Aesthetics: Should they matter to the Audiophile?
No surprise to anyone who knows me (or follows this blog), I’ve dedicated SIGNIFICANT time, energy, and financial resources to “reproduce the sound of a live musical performance” within my living space. My FIRST priority when selecting audio components is fidelity. My SECOND priority is fidelity, and my THIRD priority, yep, fidelity. Whether it’s fidelity to the original live performance, fidelity to an overly-engineered recording or fidelity to the digital or analog signal traveling through the system, I want the sound I was meant to hear.
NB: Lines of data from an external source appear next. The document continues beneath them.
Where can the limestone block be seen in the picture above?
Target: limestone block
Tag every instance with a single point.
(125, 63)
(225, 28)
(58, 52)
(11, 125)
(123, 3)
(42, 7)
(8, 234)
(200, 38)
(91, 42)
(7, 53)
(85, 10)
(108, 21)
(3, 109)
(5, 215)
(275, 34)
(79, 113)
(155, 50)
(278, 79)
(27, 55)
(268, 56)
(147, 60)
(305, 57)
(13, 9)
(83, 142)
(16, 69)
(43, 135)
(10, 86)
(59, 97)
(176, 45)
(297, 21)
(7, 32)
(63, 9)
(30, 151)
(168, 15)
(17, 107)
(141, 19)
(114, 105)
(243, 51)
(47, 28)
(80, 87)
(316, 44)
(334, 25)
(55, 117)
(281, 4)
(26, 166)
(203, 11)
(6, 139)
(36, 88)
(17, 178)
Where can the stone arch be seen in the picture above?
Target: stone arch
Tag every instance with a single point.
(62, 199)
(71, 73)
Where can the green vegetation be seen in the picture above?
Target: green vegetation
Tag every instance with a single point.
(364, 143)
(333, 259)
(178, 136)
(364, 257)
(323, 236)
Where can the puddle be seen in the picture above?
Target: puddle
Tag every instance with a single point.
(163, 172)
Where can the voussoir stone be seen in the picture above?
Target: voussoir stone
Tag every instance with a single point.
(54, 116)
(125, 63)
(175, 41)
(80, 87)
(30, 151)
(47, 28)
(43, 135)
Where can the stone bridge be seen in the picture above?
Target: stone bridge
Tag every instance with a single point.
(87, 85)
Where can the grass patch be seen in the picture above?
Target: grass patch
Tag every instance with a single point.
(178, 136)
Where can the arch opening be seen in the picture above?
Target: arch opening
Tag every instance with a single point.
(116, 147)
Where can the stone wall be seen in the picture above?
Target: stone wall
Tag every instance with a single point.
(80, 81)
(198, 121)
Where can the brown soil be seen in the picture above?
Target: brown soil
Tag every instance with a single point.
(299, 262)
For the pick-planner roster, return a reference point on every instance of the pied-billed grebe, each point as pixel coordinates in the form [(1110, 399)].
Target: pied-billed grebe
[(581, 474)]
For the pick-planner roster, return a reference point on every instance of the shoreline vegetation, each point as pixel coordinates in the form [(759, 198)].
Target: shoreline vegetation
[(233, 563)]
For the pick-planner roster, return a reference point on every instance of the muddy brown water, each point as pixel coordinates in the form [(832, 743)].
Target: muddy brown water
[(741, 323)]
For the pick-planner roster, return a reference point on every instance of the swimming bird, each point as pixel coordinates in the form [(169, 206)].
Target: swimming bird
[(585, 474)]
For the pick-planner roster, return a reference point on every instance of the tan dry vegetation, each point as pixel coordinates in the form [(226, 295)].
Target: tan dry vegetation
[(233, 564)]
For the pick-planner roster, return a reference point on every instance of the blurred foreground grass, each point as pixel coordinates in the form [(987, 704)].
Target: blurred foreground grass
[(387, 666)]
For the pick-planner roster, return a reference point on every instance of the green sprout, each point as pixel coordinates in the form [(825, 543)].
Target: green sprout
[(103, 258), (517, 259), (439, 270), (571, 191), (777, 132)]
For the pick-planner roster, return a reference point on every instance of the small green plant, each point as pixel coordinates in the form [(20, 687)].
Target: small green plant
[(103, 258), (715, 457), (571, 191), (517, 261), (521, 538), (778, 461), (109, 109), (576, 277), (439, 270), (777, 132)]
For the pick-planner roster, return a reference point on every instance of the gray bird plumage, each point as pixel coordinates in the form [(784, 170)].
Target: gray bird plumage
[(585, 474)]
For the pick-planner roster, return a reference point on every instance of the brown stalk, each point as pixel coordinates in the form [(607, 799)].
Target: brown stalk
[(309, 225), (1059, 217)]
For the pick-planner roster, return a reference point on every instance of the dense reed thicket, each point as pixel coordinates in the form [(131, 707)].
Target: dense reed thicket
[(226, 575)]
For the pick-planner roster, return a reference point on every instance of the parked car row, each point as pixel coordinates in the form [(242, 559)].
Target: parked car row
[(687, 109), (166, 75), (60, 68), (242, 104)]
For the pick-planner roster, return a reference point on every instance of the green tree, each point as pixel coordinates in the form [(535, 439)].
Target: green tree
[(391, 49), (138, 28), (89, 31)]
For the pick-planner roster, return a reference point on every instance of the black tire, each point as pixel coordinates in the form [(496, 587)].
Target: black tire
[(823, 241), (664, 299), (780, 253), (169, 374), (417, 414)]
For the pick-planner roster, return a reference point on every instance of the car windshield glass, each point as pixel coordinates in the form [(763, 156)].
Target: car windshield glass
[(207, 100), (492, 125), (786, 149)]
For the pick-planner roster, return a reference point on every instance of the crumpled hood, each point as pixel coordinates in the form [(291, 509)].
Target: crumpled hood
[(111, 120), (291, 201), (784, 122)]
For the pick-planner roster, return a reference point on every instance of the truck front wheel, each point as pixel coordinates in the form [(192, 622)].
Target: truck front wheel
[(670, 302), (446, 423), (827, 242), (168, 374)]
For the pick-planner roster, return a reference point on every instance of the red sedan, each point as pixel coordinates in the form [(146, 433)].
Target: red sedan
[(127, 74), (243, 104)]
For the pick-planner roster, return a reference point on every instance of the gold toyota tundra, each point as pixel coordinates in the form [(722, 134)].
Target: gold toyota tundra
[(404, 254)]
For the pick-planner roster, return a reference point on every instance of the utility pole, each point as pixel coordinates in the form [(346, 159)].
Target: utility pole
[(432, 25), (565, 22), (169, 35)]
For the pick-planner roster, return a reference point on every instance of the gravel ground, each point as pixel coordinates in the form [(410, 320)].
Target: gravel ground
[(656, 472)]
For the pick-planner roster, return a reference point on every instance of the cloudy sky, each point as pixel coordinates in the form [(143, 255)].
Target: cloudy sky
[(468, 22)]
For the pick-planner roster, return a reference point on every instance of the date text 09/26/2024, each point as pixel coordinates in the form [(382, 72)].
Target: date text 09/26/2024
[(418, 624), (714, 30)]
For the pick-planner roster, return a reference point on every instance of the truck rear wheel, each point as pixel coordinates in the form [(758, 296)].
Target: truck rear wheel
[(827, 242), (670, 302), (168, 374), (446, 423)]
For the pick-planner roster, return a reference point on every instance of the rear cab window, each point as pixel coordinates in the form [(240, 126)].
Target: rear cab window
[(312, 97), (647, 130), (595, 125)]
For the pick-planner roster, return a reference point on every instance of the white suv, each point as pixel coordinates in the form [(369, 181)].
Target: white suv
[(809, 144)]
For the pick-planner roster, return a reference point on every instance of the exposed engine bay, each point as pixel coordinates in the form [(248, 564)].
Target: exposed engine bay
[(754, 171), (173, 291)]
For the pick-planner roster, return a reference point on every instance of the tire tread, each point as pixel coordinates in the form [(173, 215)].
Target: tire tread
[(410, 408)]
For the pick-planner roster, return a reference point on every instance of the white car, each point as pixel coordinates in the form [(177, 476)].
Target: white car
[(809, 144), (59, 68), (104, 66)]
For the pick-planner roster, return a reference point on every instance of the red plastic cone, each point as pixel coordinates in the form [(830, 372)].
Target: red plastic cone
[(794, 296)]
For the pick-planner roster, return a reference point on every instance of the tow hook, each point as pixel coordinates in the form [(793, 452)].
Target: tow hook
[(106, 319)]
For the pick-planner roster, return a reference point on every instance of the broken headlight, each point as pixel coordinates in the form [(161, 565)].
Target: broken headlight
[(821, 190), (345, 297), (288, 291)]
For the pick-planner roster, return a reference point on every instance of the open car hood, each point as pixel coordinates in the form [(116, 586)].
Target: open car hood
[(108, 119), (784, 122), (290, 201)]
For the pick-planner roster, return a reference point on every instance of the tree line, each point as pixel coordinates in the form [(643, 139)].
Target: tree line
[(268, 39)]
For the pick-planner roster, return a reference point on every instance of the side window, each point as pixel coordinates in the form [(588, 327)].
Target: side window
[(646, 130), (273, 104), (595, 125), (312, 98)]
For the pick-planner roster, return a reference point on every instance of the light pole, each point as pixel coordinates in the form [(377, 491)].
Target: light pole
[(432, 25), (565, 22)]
I choose FIDELITY. Ok, boys and girls, AFTER achieving fidelity, then it’s time to get a little fancy with it and focus on system aesthetics.
My first audiophile system was the centerpiece of my 900 square foot, one bedroom, high rise apartment on Marine Drive in Chicago. Despite wall-to-wall windows displaying the city skyline and Lake Michigan, the system was THE conversation piece of any person lucky enough to be invited into our ‘great room.’ It consisted of (the then new) Naim Audio “Olive” separates with ProAc Studio 150 floor-standers in cherry wood veneer. Sure, the wonderful audiophile sound was the main attraction, but the sleek look of the black and olive Naim separates was quite metropolitan. In addition, the wood finish of the ProAcs alluded to craftsmanship that befit the abode of Mr. and Mrs. Audio Dork.
My four weekend selection process for this ONE system was all about purchasing components with comparatively superior fidelity. Yep, no sports, no TV, no date night, just a focus on creating the attractive aesthetics and function of this system. When done, it accomplished the following:
- My wife had a greater appreciation for this SUBSTANTIAL time and money investment
- Friends and family were envious of its sheer awesomeness
- A huge confidence boost from all of the positive responses of visitors (even the Audio Dork has a few fleeting moments of insecurity)
- A centerpiece for our next THREE homes
The centerpiece point can’t be overstated. At a time when I couldn’t afford a dedicated listening room, my system could have been relegated to a bedroom or closet. Either choice would have made future investments highly unlikely or at least very contentious between the wife and I.
Now in my fifth home, I have a dedicated two-channel room AND a home theater room. The two-channel room is invite only, but it still achieves FIDELITY and looks amazingly good! Everyone, including the world’s snarkiest audiophile, knows the importance of appreciating the beauty of life.